Åsa, can’t you take a bit of time off?
It’s funny, I first read that book when it came out and I recalled it being a lot blacker and depressing. Now I think it seems funnier because, having been in science for so long, you sort of have to learn how to laugh at the whole lifestyle to survive.
ah, shouldn’t have complained. I’ve been trying to wrap some things up. Famous last words! Needless to say it always takes longer time than one thinks, doesn’t it? You try and finish and it is very interesting and the experiments go well but all of a sudden it is…. no longer summer ;)
I’ll be off a long weekend this Fri-Sun so that will be some vacation!!
I remember the book being one of those where I didn’t really like the main character (his personality etc) but I still liked the book. It’s been awhile since though so maybe I’ll pick it up again and see if I get some new feelings after being in science for longer?
Does it come across as more plausable the second reading? YOu are hinting at that in the “lifestyle to survive”?
Yes, the protagonist is one annoying bastard; we’re supposed to think that. I think his personality leavens the otherwise potentially sickly scenario of ‘scientist with personal connection to the disease he studies’. It’s hard to feel sorry for Lambert as he’s leering up lady’s dresses, which makes the whole story much easier to swallow — and then when you do feel sorry for him despite his being a jerk, it makes even more of an impact.
I was very naive and idealistic about science when I first read it; I wasn’t so prepared to accept any denigration of my beloved new profession.

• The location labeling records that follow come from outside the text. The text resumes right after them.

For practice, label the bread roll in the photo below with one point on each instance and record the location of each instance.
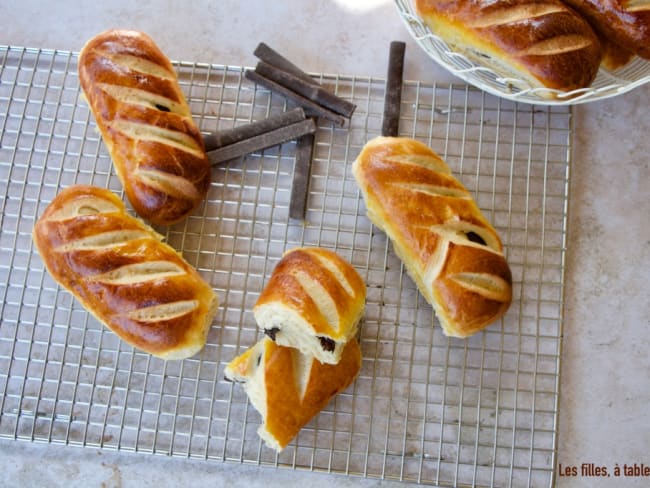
(289, 388)
(122, 273)
(313, 301)
(450, 250)
(546, 44)
(625, 23)
(146, 124)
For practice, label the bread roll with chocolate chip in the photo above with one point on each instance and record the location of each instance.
(313, 301)
(289, 388)
(121, 272)
(146, 124)
(449, 249)
(546, 44)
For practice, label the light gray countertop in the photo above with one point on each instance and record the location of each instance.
(605, 388)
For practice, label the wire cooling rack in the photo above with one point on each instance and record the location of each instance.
(425, 408)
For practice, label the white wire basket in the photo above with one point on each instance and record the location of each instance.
(607, 83)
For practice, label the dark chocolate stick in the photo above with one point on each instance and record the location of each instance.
(262, 141)
(314, 92)
(268, 55)
(310, 108)
(393, 96)
(301, 171)
(230, 136)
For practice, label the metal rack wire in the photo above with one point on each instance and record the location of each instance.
(425, 408)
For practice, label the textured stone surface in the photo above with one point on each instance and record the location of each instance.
(605, 388)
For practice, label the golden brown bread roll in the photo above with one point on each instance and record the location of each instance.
(625, 23)
(289, 388)
(313, 301)
(450, 250)
(122, 273)
(544, 43)
(146, 124)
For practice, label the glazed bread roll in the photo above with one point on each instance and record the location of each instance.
(625, 23)
(313, 301)
(449, 249)
(544, 43)
(121, 272)
(289, 388)
(146, 124)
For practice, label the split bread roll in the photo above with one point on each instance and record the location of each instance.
(449, 249)
(546, 44)
(289, 388)
(146, 124)
(625, 23)
(313, 301)
(122, 273)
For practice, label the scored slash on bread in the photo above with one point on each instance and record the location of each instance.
(313, 301)
(449, 249)
(144, 119)
(121, 272)
(288, 388)
(546, 44)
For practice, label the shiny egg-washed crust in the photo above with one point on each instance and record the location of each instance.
(544, 43)
(450, 250)
(121, 272)
(289, 388)
(313, 301)
(625, 23)
(146, 124)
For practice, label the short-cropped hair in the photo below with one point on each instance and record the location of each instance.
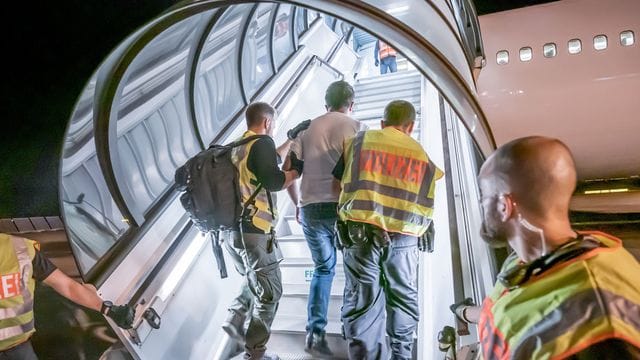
(257, 111)
(339, 94)
(399, 113)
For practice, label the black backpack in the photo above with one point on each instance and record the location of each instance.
(211, 187)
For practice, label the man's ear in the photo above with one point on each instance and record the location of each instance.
(410, 128)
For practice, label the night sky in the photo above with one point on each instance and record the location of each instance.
(53, 48)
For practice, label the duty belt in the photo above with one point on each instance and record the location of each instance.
(353, 233)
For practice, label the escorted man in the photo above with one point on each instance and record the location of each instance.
(253, 247)
(387, 56)
(320, 147)
(21, 265)
(561, 293)
(385, 208)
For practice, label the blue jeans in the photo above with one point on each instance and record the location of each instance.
(318, 221)
(388, 64)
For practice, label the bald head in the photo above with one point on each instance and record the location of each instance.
(539, 173)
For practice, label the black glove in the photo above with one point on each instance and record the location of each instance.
(294, 131)
(122, 315)
(458, 309)
(296, 164)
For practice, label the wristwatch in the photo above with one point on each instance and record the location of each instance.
(106, 305)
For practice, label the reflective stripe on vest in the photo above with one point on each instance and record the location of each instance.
(262, 218)
(388, 181)
(386, 50)
(563, 311)
(16, 290)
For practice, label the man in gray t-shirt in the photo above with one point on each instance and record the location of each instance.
(320, 147)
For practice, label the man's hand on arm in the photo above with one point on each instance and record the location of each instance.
(87, 296)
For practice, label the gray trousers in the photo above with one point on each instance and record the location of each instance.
(381, 296)
(261, 288)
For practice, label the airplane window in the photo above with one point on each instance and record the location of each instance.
(502, 57)
(549, 50)
(574, 46)
(600, 42)
(526, 54)
(626, 38)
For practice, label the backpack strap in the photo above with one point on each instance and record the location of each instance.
(252, 199)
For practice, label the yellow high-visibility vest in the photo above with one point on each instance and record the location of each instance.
(16, 290)
(263, 217)
(564, 310)
(388, 182)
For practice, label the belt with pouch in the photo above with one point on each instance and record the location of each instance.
(352, 233)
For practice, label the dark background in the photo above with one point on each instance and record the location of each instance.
(53, 48)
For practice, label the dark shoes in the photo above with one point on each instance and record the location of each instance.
(316, 345)
(234, 326)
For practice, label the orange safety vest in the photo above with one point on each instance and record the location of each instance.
(17, 287)
(565, 309)
(385, 50)
(389, 182)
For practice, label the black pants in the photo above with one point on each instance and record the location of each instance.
(22, 351)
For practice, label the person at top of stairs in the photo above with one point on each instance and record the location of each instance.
(320, 147)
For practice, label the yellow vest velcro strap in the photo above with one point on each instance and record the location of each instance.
(578, 311)
(13, 312)
(389, 212)
(388, 191)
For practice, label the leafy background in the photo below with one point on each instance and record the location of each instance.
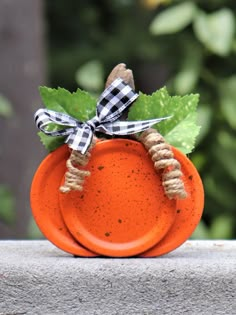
(187, 46)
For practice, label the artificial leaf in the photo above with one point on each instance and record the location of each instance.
(80, 104)
(7, 205)
(50, 143)
(91, 76)
(186, 79)
(174, 19)
(5, 107)
(228, 100)
(216, 30)
(180, 130)
(183, 135)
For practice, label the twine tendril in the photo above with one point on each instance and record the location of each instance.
(164, 161)
(74, 177)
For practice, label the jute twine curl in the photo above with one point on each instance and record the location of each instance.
(159, 150)
(164, 161)
(74, 176)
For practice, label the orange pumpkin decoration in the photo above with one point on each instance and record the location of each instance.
(122, 210)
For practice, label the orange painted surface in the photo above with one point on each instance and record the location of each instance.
(188, 213)
(122, 210)
(45, 204)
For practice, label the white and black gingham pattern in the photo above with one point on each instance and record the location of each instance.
(113, 101)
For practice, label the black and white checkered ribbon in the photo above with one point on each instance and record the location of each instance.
(112, 102)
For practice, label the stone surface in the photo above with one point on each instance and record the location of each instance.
(37, 278)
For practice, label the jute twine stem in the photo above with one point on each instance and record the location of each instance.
(164, 161)
(74, 177)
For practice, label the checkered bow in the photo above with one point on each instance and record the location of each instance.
(112, 102)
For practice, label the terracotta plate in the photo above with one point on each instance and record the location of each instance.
(188, 211)
(122, 210)
(45, 203)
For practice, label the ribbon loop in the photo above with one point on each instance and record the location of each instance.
(112, 102)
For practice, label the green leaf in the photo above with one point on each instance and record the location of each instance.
(91, 76)
(181, 129)
(7, 205)
(80, 105)
(174, 19)
(228, 100)
(216, 30)
(5, 107)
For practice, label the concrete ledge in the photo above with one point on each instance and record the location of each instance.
(37, 278)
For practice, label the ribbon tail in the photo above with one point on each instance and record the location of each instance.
(121, 128)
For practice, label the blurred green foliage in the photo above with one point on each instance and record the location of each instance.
(190, 46)
(7, 202)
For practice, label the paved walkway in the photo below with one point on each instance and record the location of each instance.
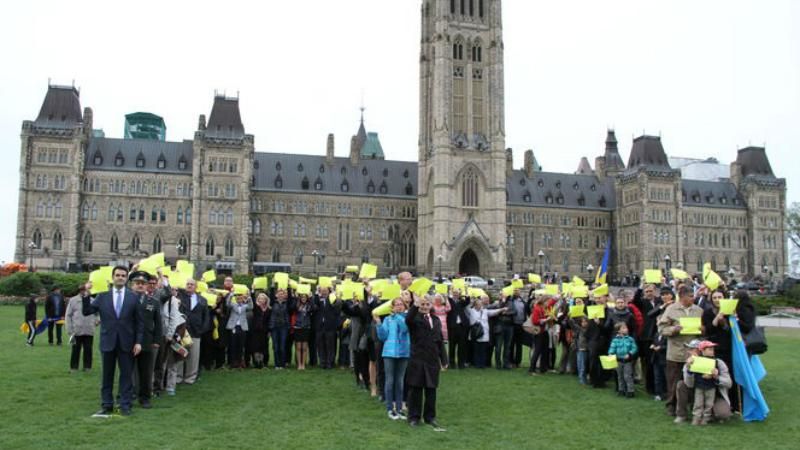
(779, 322)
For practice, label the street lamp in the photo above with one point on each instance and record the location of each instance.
(32, 246)
(315, 254)
(541, 261)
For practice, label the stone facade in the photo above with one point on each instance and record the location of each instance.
(86, 200)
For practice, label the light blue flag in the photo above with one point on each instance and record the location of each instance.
(754, 406)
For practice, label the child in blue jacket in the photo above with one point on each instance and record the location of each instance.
(624, 348)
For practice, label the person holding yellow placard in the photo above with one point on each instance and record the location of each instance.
(669, 326)
(710, 383)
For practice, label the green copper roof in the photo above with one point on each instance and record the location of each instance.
(372, 148)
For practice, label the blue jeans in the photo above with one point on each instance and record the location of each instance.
(279, 335)
(395, 369)
(582, 355)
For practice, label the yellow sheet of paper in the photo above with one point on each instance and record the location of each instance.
(304, 289)
(475, 292)
(580, 291)
(703, 365)
(326, 282)
(185, 267)
(652, 276)
(99, 282)
(281, 279)
(577, 311)
(600, 290)
(384, 309)
(728, 306)
(390, 292)
(368, 271)
(211, 298)
(609, 362)
(240, 289)
(679, 274)
(260, 283)
(596, 311)
(712, 280)
(420, 286)
(690, 325)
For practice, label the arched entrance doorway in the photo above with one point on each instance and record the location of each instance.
(469, 264)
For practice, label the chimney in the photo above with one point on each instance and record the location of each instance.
(355, 150)
(509, 162)
(529, 164)
(329, 149)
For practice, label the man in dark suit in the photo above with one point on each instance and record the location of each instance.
(427, 358)
(54, 309)
(150, 311)
(326, 326)
(121, 333)
(195, 308)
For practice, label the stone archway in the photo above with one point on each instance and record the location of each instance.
(469, 263)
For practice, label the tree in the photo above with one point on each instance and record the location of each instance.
(793, 223)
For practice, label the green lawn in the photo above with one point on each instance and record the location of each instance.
(42, 405)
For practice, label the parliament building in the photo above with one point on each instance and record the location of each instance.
(87, 200)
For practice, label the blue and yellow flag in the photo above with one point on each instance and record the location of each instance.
(748, 371)
(603, 270)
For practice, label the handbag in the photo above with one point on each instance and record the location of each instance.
(530, 328)
(475, 331)
(756, 341)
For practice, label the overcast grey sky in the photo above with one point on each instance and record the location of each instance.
(710, 76)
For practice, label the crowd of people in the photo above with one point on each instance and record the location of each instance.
(160, 337)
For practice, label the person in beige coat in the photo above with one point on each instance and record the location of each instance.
(80, 330)
(669, 326)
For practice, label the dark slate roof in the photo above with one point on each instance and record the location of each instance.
(294, 168)
(576, 191)
(711, 194)
(754, 161)
(613, 160)
(648, 151)
(130, 149)
(225, 121)
(61, 108)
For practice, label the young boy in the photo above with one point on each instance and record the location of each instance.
(706, 386)
(624, 348)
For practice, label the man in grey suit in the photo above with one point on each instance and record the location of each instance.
(121, 334)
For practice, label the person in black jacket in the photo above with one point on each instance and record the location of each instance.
(326, 326)
(457, 329)
(427, 359)
(54, 309)
(30, 319)
(150, 311)
(195, 308)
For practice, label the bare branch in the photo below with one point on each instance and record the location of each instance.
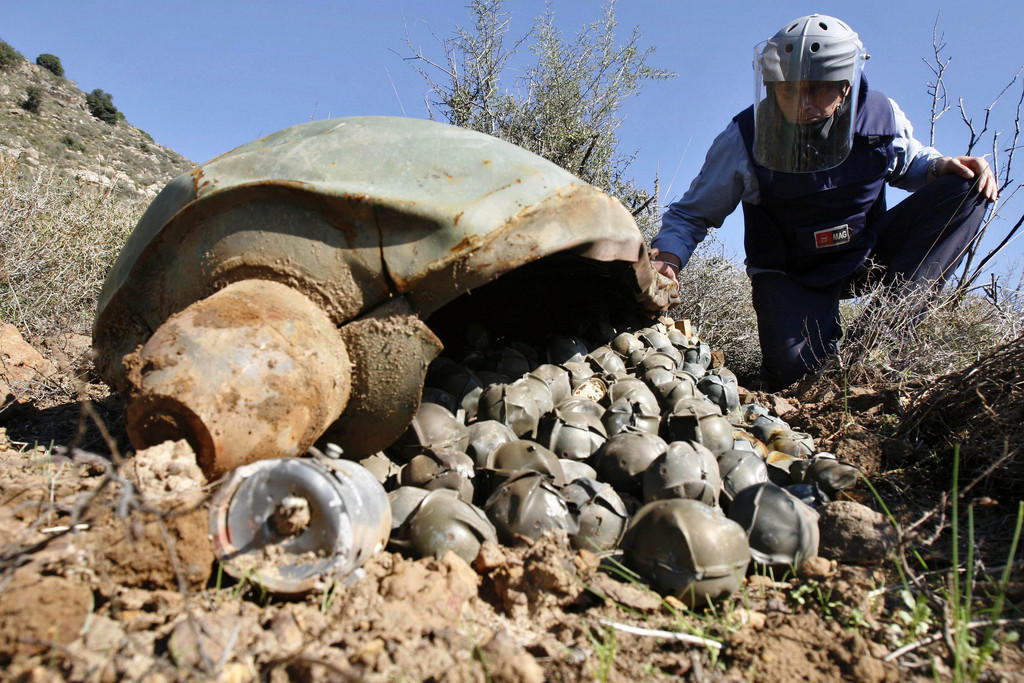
(940, 102)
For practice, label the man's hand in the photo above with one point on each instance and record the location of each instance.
(971, 168)
(667, 264)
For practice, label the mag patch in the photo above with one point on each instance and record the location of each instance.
(832, 237)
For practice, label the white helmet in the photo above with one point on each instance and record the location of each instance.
(816, 51)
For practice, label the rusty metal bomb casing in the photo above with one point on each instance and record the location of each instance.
(376, 223)
(254, 348)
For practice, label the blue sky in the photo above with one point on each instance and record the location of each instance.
(205, 77)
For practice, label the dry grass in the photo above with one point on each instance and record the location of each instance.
(716, 297)
(909, 338)
(58, 237)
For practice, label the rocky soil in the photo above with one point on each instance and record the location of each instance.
(109, 573)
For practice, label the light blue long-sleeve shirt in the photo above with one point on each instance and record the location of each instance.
(727, 178)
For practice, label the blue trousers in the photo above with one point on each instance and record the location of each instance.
(922, 241)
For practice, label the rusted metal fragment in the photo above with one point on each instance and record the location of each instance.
(255, 371)
(328, 251)
(390, 349)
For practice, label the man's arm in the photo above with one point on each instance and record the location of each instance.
(725, 179)
(916, 165)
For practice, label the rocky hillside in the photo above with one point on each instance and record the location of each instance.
(64, 135)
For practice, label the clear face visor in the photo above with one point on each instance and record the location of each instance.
(805, 107)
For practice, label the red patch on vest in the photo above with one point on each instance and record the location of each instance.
(832, 237)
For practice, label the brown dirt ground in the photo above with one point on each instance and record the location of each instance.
(132, 591)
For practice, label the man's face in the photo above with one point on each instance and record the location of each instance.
(809, 101)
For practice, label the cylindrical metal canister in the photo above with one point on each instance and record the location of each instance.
(291, 524)
(254, 371)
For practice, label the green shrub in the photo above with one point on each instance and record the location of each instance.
(101, 105)
(8, 55)
(50, 62)
(33, 98)
(72, 142)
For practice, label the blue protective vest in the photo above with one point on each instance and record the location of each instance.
(817, 227)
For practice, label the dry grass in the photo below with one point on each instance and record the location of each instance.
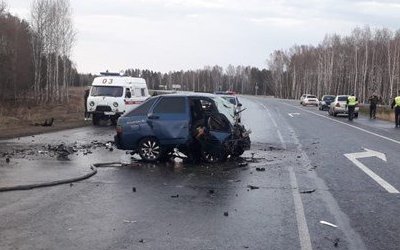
(382, 112)
(23, 117)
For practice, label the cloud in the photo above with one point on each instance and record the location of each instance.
(188, 34)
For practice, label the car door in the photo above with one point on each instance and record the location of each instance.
(169, 120)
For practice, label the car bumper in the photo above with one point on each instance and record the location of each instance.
(344, 110)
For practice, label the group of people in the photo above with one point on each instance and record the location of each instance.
(374, 99)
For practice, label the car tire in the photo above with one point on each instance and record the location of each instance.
(114, 120)
(211, 157)
(95, 119)
(149, 149)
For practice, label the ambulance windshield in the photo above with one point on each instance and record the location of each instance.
(113, 91)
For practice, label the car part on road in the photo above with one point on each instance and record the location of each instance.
(51, 183)
(327, 223)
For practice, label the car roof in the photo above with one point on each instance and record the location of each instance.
(190, 94)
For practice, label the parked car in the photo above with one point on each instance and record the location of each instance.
(339, 106)
(309, 100)
(201, 126)
(234, 100)
(326, 102)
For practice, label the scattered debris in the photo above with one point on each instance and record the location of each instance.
(335, 241)
(46, 123)
(252, 187)
(307, 191)
(327, 223)
(312, 168)
(129, 221)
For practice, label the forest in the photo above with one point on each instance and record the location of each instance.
(362, 63)
(35, 65)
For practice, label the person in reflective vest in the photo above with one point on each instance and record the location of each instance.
(351, 105)
(396, 106)
(373, 102)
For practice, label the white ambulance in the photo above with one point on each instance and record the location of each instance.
(112, 95)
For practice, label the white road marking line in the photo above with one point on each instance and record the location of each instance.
(304, 235)
(371, 153)
(361, 129)
(293, 114)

Not so now. I can see science now, warts and all, and still love it.
That’s the trick isn’t it? To see things for how they are, for real, and still love them.
Anyway, before I get too sentimental, I’ll have to see if I can beg/borrow/steal a copy, even if I can’t make it to the Fiction Lab this time around.
I was rereading my nature magazine and I was struck by your piece titled “The Pair-Bond Imperative” in a way I never had been with a piece of literature scientific or otherwise. We’re about ready to leave for college, and I wanted to show the piece to my friend before she left. Would it be possible to send me the text so I can email it to her? If not, that is quite alright. Please keep writing that beautiful prose of yours. :)
Dear Philip
Many thanks for very kind words. I’ll reply to you by email.